Steve Harvard, B.C. Transit’s regional manager for the southern Interior, said the provincial organization also has its hands tied.
“B.C. Transit is not part of that agreement—it’s between First Canada and the employee union,” Harvard said.
Shepherd pointed out that it’s B.C. Transit that awarded the contract to First Canada, so they should theoretically have some say in the way the company deals with its employees.
Harvard said that wasn’t the case, but if there was a strike, they would have to take over essential services, like Handidart.
The rest of the bus riding community, however, would have to fend for itself.
Whether transit workers will be parking local buses as a means of wrangling for what they call a fair contract will become clear at the end of April when the employee union and First Canada (First Bus) go through mediation.
“That will happen April 27 or 28,” said Les Milton, president of the Amalgamated Transit union, after 95 per cent of the union membership rejected the last contract offered to them.

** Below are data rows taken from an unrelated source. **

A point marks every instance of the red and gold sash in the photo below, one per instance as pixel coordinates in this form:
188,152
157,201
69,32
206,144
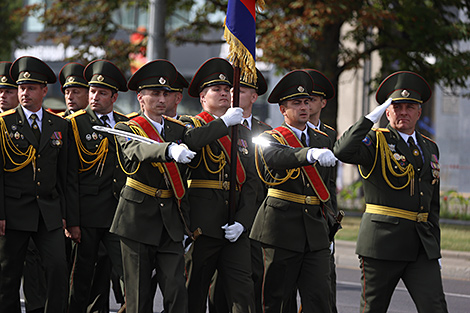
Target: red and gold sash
310,171
171,168
226,144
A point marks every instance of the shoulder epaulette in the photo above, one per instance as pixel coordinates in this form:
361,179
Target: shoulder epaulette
75,114
383,130
132,114
319,131
11,111
174,120
428,138
328,126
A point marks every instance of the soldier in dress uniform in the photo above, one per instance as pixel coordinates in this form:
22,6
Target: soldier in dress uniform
399,236
249,93
290,223
74,87
33,178
221,247
100,179
149,219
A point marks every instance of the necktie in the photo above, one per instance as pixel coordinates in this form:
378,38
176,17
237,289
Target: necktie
245,123
35,127
415,151
303,140
104,119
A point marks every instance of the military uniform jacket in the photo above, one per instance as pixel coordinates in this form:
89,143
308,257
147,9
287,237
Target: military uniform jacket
286,224
95,201
388,237
141,217
210,207
36,188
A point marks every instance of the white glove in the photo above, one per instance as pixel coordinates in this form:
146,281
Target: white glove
180,153
324,156
233,116
233,231
377,113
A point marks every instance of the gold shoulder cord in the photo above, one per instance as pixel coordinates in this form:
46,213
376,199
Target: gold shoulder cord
277,181
206,150
29,154
100,154
387,158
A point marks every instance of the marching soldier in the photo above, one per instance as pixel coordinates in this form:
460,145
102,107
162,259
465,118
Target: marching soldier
221,247
399,237
33,178
290,223
149,219
74,87
249,93
100,178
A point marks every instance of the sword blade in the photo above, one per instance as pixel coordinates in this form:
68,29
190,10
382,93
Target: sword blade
124,134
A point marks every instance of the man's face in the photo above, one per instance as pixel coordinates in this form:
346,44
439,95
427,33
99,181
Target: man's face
101,99
296,112
404,116
248,96
153,101
76,98
317,103
31,96
8,99
215,98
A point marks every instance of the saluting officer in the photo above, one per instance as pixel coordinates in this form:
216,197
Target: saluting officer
290,223
149,219
399,237
95,166
74,87
221,247
32,181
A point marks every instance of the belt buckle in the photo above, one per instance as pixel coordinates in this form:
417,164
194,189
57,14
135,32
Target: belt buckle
308,200
421,217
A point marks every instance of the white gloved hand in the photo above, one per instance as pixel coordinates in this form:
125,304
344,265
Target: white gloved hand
233,231
233,116
180,153
324,156
377,113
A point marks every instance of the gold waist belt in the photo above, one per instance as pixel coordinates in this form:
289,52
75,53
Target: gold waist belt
384,210
151,191
209,184
289,196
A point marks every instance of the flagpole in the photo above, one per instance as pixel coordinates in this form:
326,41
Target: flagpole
234,151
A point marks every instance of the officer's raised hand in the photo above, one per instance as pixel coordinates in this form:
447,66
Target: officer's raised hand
377,113
324,156
233,116
180,153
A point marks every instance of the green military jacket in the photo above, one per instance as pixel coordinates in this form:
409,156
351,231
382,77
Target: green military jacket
139,216
100,178
389,237
209,208
286,224
36,187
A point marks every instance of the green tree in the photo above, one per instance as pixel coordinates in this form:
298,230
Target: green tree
11,18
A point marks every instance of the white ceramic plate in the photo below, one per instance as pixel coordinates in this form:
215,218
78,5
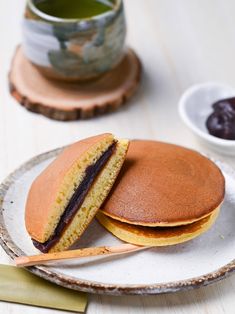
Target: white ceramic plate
201,261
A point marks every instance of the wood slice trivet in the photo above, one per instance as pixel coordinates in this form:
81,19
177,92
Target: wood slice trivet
71,101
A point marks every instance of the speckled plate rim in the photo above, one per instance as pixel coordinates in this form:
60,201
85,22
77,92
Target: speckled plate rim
96,287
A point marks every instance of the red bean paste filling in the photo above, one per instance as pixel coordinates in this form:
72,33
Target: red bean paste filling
76,201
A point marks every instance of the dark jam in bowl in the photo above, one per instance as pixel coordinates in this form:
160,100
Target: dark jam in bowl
221,123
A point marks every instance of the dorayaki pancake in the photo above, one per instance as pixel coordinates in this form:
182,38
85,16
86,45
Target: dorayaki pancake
162,184
156,236
65,197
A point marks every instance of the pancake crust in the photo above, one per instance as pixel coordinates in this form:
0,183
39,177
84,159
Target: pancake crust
156,236
162,184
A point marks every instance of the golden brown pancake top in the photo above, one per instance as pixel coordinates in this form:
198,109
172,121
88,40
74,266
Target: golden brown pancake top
162,183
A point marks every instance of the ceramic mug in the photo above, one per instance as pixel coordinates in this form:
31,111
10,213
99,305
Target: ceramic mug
74,49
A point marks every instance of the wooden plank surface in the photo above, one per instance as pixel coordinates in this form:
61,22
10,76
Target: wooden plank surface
180,43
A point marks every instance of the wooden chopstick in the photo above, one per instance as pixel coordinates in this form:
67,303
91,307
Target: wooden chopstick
40,259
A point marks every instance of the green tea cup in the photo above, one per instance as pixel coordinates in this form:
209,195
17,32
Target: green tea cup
74,48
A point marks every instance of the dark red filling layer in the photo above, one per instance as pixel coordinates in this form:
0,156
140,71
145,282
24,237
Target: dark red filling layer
76,200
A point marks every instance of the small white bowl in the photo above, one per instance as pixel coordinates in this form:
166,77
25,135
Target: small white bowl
195,106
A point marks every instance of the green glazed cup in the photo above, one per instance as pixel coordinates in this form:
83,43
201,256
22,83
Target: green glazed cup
74,49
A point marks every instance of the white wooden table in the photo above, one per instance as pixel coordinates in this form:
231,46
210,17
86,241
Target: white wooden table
180,43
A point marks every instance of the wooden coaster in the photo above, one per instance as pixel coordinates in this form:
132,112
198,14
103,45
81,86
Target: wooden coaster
71,101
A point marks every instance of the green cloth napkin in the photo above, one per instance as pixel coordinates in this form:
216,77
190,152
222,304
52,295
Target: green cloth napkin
20,286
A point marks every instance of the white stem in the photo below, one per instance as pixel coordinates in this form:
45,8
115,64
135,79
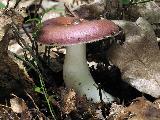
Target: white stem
77,76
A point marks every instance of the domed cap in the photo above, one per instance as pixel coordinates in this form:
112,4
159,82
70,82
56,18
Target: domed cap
70,30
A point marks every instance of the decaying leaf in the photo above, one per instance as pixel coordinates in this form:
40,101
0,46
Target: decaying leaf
138,58
139,109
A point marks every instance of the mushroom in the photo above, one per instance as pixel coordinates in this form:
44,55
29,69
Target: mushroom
74,33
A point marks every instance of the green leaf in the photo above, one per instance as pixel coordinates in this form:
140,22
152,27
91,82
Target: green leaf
2,5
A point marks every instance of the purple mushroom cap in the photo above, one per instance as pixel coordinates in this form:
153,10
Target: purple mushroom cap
70,30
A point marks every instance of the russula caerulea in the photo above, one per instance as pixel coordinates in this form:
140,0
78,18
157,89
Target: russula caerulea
74,33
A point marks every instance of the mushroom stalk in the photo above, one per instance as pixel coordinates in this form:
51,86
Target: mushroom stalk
76,74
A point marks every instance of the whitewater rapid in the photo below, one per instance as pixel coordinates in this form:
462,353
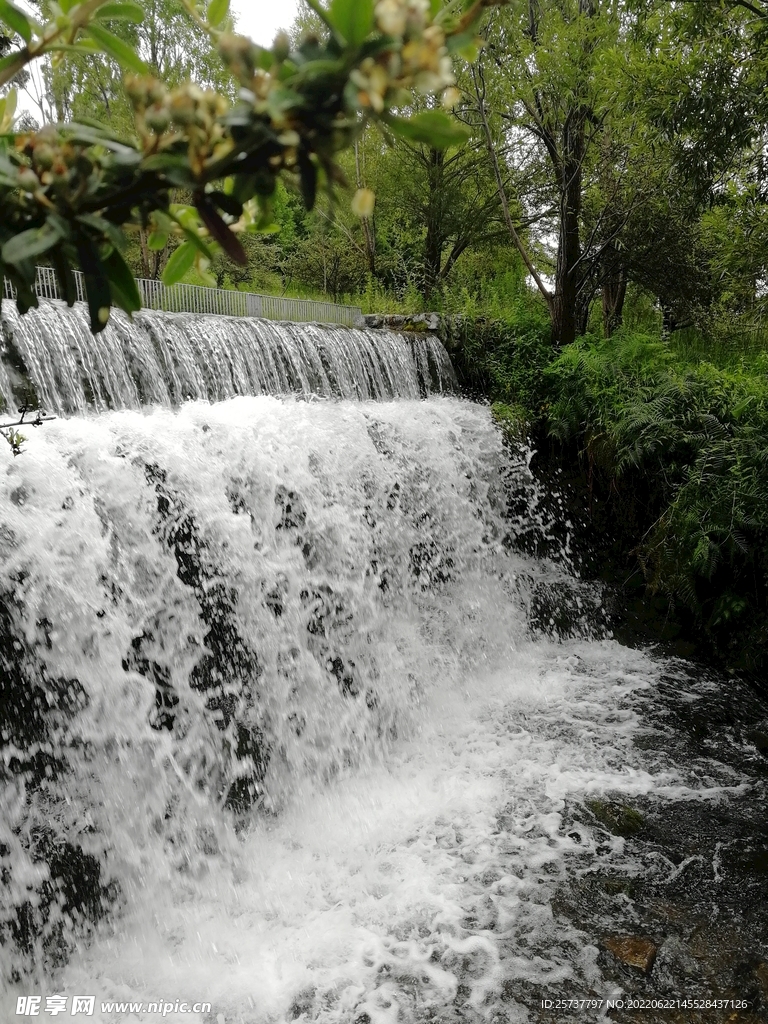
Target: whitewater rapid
323,757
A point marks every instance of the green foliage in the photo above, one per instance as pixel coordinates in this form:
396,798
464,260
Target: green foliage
691,441
67,192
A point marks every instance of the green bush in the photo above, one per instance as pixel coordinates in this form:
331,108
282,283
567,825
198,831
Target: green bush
688,443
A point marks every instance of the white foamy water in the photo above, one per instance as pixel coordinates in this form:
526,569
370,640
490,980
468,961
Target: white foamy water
167,358
322,762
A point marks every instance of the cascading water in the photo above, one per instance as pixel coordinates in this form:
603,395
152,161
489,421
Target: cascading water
167,358
286,729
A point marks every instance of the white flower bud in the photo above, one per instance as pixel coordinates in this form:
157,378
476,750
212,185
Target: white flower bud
363,203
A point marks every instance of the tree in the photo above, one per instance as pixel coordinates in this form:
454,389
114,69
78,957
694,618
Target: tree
67,192
541,83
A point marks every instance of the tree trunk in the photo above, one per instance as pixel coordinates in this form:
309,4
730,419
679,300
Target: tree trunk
564,301
434,240
614,292
369,232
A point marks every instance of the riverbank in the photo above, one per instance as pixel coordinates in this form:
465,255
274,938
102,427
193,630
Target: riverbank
657,450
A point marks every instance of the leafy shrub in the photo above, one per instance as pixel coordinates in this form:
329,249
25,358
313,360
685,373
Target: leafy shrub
689,444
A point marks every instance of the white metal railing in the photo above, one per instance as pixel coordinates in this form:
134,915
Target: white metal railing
219,301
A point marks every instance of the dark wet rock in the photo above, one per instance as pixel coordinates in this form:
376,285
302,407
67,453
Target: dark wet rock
410,323
617,818
633,951
759,736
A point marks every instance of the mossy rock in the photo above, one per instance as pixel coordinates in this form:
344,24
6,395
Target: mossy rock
617,818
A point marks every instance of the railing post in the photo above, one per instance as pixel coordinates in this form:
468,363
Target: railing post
197,298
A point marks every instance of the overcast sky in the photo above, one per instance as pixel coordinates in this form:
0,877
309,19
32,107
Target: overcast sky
261,19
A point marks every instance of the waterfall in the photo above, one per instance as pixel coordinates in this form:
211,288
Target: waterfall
292,727
51,359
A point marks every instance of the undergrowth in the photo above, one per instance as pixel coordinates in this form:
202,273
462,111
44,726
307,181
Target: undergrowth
686,444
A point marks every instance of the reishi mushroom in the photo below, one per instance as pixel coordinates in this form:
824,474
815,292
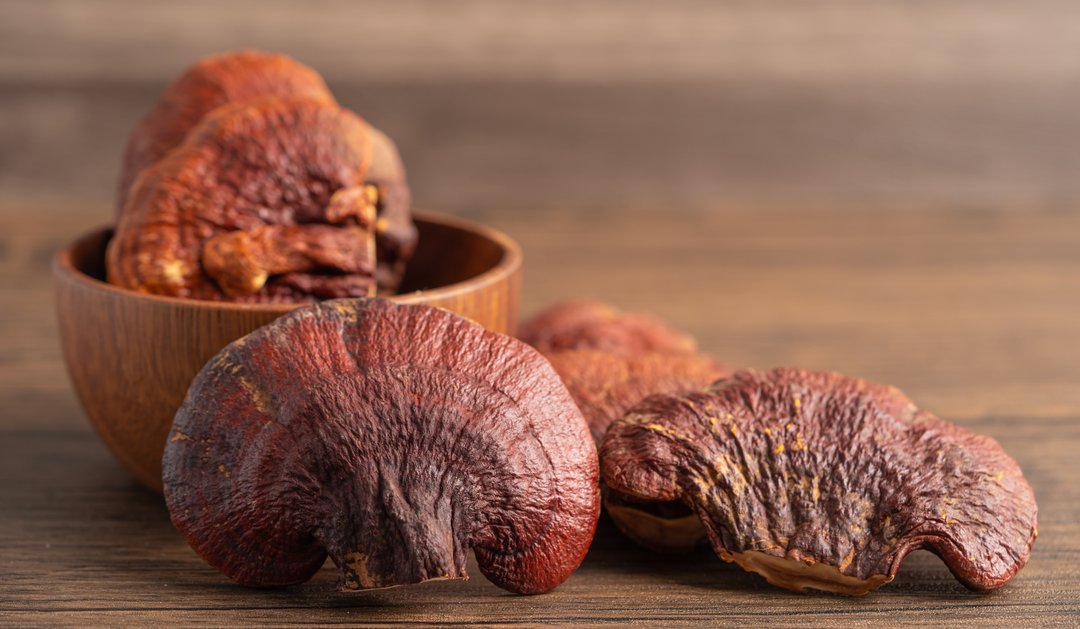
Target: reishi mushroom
391,438
207,84
609,361
251,76
260,195
592,324
817,480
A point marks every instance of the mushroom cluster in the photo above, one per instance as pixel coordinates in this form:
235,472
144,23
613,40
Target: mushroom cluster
248,183
393,438
812,480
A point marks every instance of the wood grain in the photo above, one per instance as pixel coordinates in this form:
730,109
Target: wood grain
595,103
975,315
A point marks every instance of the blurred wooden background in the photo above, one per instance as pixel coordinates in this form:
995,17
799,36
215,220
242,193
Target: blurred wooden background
593,104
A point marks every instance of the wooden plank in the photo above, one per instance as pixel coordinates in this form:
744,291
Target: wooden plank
676,146
846,41
974,313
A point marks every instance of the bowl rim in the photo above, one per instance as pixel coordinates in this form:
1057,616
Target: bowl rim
510,264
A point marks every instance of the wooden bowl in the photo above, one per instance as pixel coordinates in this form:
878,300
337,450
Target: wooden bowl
132,356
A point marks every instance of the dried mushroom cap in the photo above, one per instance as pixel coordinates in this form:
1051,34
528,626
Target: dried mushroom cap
246,76
207,84
589,324
815,480
391,438
607,385
242,210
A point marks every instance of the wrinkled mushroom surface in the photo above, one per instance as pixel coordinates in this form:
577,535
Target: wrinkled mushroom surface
246,76
207,84
265,201
590,324
815,480
391,438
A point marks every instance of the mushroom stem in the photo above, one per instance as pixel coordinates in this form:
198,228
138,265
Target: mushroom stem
242,262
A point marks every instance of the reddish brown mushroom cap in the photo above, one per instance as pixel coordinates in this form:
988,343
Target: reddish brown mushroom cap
210,83
391,438
817,480
248,76
606,385
589,324
197,222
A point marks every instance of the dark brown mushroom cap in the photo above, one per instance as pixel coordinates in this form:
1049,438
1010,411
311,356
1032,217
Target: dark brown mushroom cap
245,76
589,324
606,385
269,162
391,438
207,84
823,481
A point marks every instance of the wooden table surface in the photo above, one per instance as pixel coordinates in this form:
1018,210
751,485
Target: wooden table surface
975,315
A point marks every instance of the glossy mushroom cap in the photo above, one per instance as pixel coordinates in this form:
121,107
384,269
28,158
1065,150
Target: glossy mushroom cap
815,480
210,83
246,77
591,324
262,202
391,438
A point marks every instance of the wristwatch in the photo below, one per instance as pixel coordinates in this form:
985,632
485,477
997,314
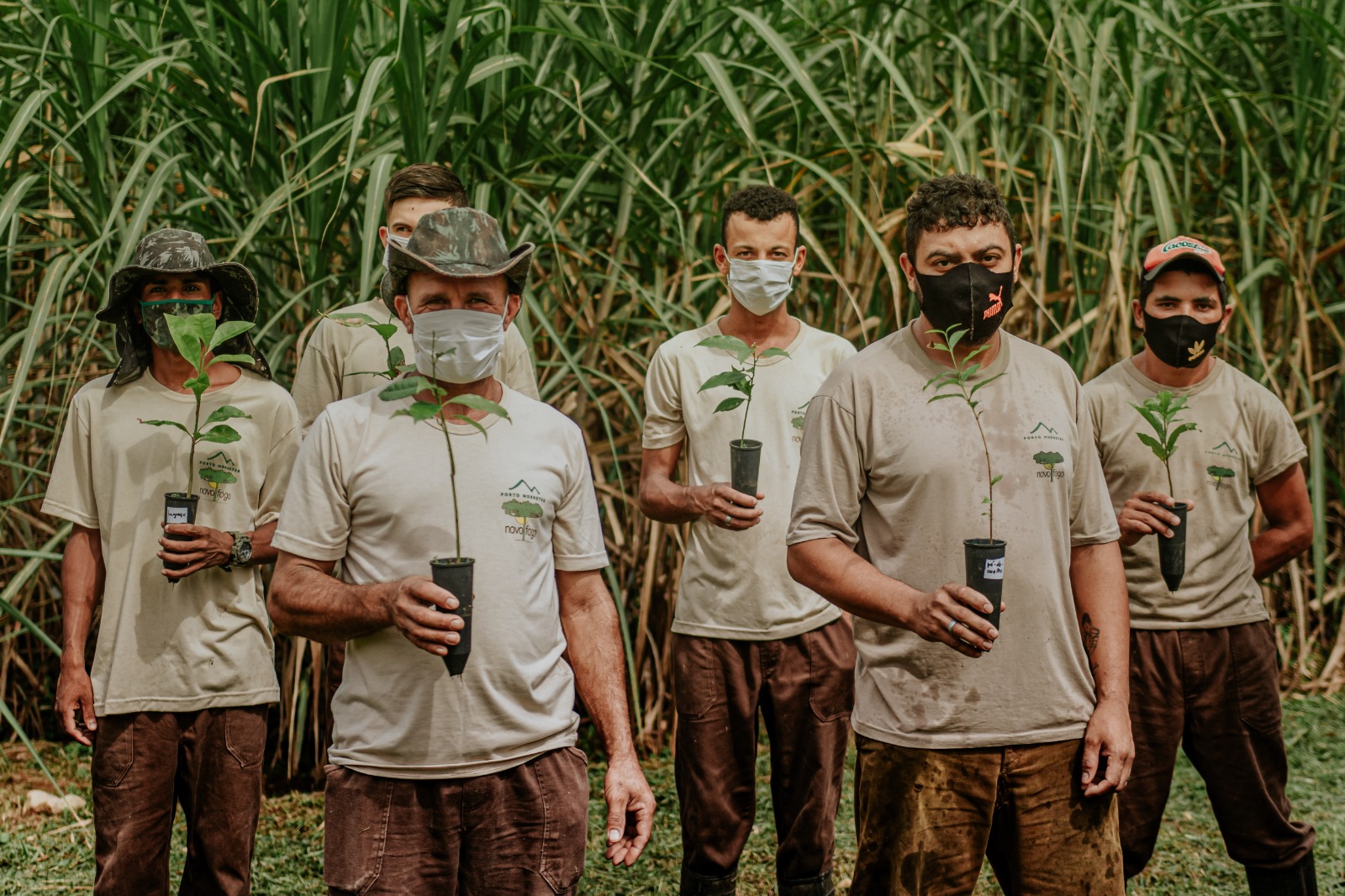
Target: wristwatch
241,555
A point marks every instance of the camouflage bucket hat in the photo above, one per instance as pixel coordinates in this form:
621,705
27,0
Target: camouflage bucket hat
459,242
179,252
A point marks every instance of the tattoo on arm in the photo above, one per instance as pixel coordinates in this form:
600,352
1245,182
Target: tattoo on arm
1091,635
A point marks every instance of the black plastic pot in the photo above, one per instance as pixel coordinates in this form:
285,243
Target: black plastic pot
746,465
986,572
455,575
1172,552
178,509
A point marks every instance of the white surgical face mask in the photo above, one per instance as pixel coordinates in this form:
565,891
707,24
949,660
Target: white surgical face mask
760,286
388,248
457,346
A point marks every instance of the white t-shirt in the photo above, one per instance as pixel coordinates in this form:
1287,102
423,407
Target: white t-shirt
372,490
736,584
206,640
342,361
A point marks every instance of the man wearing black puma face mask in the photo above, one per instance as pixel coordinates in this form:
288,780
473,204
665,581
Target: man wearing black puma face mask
1203,667
1008,741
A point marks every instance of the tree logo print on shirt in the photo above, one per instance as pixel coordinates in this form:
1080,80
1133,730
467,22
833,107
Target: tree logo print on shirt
217,470
522,503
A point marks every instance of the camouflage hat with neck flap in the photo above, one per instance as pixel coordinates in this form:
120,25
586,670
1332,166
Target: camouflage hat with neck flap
459,242
178,252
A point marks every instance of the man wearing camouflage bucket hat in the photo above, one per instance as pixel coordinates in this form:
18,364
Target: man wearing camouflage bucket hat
175,705
471,777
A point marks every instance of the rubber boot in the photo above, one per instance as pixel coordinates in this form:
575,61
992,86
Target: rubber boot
696,884
1297,880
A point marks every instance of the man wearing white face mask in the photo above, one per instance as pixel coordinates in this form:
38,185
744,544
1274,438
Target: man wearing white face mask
746,638
345,360
459,783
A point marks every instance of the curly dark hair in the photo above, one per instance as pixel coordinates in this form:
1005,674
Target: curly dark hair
1185,266
424,182
954,201
760,203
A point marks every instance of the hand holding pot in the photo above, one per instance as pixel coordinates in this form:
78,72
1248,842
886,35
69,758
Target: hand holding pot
725,508
205,549
932,618
1147,513
412,607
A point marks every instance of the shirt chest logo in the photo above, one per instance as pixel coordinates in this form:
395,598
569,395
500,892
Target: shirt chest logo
524,506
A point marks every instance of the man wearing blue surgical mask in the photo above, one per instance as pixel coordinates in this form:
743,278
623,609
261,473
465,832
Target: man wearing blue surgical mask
746,636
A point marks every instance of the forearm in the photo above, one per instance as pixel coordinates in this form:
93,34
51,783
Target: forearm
588,618
81,586
1102,604
847,580
306,600
1274,546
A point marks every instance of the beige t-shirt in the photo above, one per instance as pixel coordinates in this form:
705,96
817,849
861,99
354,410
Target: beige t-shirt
735,584
340,361
901,481
1244,430
206,640
372,490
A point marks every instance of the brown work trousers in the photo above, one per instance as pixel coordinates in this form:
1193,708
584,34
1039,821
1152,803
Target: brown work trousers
520,831
1216,693
926,818
804,687
145,763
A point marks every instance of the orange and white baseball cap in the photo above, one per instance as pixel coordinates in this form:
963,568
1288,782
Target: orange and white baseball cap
1160,257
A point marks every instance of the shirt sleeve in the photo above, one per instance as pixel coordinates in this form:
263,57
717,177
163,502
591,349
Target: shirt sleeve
71,488
1278,443
663,421
318,378
280,461
315,515
1091,517
578,529
515,365
831,477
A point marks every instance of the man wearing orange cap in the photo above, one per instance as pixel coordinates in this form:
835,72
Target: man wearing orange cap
1203,669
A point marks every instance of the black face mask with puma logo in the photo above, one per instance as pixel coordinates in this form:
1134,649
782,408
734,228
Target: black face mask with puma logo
1180,340
970,296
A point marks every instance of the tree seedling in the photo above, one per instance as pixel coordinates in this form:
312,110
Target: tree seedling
195,336
740,377
957,383
1161,414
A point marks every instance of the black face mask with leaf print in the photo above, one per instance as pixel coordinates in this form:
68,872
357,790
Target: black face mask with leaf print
1180,340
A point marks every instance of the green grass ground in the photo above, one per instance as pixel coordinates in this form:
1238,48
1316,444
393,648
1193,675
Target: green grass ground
44,855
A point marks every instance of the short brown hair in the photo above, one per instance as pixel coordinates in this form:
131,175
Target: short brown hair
955,201
424,182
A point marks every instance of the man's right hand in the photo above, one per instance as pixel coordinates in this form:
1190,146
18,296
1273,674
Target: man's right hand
412,607
725,508
1147,513
931,616
74,704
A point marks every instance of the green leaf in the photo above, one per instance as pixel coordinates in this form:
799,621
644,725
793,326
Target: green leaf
226,412
477,403
726,343
166,423
726,378
730,403
221,434
226,331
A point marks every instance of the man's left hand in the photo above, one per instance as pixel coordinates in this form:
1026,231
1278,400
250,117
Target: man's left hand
1107,736
630,810
208,548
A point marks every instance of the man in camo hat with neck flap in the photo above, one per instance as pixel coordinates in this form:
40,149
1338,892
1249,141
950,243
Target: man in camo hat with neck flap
175,704
466,782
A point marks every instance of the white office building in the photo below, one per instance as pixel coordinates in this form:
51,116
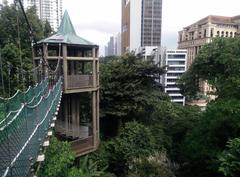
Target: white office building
176,62
50,10
141,24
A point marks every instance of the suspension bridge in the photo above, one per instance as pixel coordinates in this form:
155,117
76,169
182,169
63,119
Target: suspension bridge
66,67
29,116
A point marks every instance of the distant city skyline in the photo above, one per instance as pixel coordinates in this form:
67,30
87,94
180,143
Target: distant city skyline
98,20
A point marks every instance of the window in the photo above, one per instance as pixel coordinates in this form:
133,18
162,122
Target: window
176,62
173,92
222,34
174,74
178,56
176,68
205,33
177,97
172,80
227,34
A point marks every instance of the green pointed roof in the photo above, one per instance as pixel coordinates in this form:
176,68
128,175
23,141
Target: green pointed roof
66,26
66,34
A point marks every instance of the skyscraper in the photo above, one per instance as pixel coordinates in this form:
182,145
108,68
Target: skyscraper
47,10
195,36
141,24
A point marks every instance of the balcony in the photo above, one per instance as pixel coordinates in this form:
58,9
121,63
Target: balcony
79,81
80,137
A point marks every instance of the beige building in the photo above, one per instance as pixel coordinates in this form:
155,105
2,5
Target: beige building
194,36
141,24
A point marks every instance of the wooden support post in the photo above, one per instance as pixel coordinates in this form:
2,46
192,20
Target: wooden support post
45,55
98,115
94,67
94,114
65,67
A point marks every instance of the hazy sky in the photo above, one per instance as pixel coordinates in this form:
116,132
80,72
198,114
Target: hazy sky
97,20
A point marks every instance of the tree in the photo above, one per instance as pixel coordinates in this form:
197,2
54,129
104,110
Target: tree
155,165
207,140
59,159
230,159
15,43
217,63
134,141
128,90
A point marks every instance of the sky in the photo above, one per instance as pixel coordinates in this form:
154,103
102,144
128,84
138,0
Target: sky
97,20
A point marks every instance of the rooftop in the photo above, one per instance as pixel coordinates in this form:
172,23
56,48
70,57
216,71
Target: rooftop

“Then, after that, we’ll go to our membership and discuss next steps…but this group of employees has done everything we can do to stave off a strike.”
The mediation is a last-ditch effort to make contract talks work.
The crux of the matter, he explained, is that the company that operates the B.C. Transit contract is treating drivers as though they’re government employees, while extending none of the benefits—such as higher wages and job security—to them.